Quanto há de vida e de morte impregnadas nessas estruturas
que conseguem, quietinhas, frias, ir atravessando o tempo?
Quantas ventanias e tempestades elas contiveram do lado de
fora?
E quanto mais essas paredes são capazes de suportar?
Quantos sonhos e frustrações elas testemunharam?
E quanto amor elas refugiaram até hoje?
Essas paredes centenárias. É impressionante pensar em algo
que há tanto tempo guarda e protege. E como faz isso bem!
Abrigo nos inversos, refúgio nos verões, no entanto,
tranquilas e serenas como em um eterno outono sem privar da primavera que não esmorece: sempre vem.
Até hoje, ao longo de tantas décadas, quanto de sono tranquilo
elas já proporcionaram. Assim como novos
despertares: da infância para a adolescência; da adolescência para a idade
adulta; e desta para a dádiva de envelhecer junto e dentro de algo que se
deixou possuir. Que cercou tantos ares e sustentou tantos céus. Infinitos céus!
Ornamentadas com quadros, fotografias, cores... suportes a
todo tipo de registro da existência e, ainda assim, as mesmas paredes, o mesmo
e fiel palco vertical de crenças, esperanças e saudades.
Paredes que um dia alguém sonhou em erguer para guardar tudo
que tivesse e tudo o que fosse. E guardaram. Continuam guardando.
Quantas costas já devem ter apoiado? E mãos? E murros?
O projeto de uma casa até pode se tornar obsoleto com o
passar do tempo, mas essas paredes jamais perderão sua poesia. São sustentáculos
de algo muito maior do que uma casa. São sentimentos, emoções, lembranças,
aprendizados sedimentados. Camadas e camadas de história. São feitas de muito
mais do que tijolos e barro. Elas são feitas de insistência, de luta pela sobrevivência.
Apesar de serem construídas, entendem como ninguém de nascimentos
e renascimentos. Dia após dia, sempre como se fosse a primeira vez, como se
fosse a primeira vida que recebe.
Cúmplices incorruptíveis. Protetoras. Guardiãs. Paredes:
alicerces de templos únicos, incontestáveis. Templos que, abastados ou
humildes, são sempre inestimáveis. Verdadeiras caixas da existência. De muitas
existências. Amiga, confidente e testemunha do tempo, certamente.

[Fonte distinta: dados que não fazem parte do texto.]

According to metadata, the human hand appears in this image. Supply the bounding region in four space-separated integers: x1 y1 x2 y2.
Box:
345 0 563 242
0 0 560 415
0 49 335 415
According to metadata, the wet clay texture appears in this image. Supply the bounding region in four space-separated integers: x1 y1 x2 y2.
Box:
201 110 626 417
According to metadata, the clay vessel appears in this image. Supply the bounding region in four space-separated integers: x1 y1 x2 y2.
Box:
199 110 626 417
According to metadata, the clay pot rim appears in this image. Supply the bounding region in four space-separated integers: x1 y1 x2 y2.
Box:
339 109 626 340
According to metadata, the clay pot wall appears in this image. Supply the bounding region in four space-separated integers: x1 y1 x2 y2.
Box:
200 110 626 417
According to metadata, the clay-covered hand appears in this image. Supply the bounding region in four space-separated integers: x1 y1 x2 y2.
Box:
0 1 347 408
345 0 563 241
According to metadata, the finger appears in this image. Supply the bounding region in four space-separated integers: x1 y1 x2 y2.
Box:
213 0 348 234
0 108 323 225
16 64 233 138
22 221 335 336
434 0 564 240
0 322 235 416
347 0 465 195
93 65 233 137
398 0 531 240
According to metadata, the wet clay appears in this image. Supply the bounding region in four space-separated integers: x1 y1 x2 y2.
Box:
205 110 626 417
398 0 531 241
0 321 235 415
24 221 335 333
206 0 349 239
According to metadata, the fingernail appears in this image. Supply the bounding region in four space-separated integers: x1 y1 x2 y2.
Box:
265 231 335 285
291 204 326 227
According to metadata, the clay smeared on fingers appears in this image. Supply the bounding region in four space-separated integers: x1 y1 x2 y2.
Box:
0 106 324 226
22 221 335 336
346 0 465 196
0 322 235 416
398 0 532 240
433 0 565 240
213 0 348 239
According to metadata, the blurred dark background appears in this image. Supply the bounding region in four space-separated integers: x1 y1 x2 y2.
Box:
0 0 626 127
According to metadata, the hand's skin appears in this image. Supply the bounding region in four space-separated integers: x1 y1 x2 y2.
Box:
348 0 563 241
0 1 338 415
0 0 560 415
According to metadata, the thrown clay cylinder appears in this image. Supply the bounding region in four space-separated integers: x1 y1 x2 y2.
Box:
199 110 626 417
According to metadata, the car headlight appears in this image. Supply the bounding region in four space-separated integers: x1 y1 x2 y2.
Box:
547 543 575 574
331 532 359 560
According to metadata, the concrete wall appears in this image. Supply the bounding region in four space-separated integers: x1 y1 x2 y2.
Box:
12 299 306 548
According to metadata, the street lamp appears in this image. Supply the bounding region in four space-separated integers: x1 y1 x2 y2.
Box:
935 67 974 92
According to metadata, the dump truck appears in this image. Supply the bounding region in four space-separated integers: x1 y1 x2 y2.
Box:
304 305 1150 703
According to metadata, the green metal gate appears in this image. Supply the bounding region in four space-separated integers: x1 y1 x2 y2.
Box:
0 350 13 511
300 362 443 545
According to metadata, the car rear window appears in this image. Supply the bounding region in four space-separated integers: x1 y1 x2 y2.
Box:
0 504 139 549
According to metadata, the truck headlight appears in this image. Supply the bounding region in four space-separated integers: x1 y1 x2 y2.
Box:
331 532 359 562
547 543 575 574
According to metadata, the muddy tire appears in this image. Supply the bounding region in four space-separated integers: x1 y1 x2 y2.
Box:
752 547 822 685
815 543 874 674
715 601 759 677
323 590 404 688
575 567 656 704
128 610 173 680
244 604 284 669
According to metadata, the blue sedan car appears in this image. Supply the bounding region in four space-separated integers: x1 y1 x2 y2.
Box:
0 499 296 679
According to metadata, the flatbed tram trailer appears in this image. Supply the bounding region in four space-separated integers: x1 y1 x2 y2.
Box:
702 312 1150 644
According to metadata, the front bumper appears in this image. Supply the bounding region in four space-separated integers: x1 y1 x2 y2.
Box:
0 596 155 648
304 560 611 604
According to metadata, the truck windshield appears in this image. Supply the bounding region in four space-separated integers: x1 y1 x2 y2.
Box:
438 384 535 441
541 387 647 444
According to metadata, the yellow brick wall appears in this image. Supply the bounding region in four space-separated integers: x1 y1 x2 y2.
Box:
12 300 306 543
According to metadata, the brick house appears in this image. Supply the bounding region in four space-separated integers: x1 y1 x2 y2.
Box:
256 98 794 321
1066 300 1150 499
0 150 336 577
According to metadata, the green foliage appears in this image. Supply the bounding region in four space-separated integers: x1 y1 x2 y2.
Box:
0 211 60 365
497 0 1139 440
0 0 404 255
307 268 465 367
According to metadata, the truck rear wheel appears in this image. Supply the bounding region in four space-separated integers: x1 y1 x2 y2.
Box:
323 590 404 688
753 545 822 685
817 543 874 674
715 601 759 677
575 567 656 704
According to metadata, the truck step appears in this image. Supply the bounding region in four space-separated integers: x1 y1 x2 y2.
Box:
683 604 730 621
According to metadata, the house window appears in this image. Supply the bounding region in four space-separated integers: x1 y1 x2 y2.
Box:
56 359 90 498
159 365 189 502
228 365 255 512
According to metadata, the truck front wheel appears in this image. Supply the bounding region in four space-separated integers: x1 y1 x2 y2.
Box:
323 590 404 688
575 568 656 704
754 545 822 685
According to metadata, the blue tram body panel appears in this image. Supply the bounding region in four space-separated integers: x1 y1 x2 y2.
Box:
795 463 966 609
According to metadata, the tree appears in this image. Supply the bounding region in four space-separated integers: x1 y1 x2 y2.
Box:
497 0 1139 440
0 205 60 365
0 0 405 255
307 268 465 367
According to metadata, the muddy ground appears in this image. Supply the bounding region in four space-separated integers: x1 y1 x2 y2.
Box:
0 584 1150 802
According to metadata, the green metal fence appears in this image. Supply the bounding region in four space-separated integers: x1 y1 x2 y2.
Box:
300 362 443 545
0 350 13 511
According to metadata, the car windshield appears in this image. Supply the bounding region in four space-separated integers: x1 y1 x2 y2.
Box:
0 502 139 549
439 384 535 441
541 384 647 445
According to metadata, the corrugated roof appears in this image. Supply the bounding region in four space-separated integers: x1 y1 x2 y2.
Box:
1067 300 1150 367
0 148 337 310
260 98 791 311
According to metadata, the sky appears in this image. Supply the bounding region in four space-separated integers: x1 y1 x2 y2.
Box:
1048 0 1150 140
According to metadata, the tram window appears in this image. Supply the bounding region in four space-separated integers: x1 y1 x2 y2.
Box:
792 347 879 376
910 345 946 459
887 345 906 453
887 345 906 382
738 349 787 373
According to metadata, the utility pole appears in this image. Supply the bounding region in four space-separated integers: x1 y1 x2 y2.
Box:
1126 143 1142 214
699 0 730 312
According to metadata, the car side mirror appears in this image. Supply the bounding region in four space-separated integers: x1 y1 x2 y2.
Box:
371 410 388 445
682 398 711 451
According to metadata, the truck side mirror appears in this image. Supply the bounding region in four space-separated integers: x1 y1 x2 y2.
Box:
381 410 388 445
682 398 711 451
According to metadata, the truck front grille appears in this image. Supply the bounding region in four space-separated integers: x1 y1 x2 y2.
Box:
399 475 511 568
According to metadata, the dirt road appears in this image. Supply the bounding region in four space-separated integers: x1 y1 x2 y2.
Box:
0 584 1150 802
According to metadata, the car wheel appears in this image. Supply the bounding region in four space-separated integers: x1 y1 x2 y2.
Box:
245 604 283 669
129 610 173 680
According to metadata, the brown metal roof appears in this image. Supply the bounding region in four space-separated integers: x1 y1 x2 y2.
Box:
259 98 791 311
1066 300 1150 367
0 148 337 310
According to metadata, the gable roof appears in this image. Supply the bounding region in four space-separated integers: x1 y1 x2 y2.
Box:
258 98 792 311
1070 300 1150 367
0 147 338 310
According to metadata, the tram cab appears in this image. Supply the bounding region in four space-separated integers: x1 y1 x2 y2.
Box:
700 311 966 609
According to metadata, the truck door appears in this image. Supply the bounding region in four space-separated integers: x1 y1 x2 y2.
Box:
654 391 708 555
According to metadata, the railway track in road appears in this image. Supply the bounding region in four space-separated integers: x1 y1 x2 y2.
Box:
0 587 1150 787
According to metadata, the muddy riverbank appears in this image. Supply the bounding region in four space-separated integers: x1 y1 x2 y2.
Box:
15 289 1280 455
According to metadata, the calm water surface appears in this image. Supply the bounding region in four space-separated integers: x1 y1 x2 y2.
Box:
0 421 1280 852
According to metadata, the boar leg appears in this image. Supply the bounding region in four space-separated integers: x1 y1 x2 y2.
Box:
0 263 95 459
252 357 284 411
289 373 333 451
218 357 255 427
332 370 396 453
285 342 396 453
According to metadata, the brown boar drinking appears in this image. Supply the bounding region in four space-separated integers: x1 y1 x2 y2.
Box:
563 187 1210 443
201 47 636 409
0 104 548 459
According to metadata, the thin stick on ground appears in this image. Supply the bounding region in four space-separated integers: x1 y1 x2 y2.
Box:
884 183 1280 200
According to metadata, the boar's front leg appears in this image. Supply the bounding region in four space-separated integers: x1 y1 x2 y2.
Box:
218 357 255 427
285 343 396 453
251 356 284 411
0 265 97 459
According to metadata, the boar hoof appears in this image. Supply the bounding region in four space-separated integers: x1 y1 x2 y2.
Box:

Será que sofrem com as perdas?
Será que se deixam contaminar com tanta boa e má humanidade?
Será que sentem saudade?
Talvez sejam apenas cofres invioláveis. O melhor e mais leal
guardador de segredos.
Benditas sejam essas e todas as paredes, bem como todas as vidas que nelas se resguardam. De todas as vidas que reforçam as camadas dessas paredes, um sentimento lhes é comum: a genuína vontade de para elas sempre poderem voltar.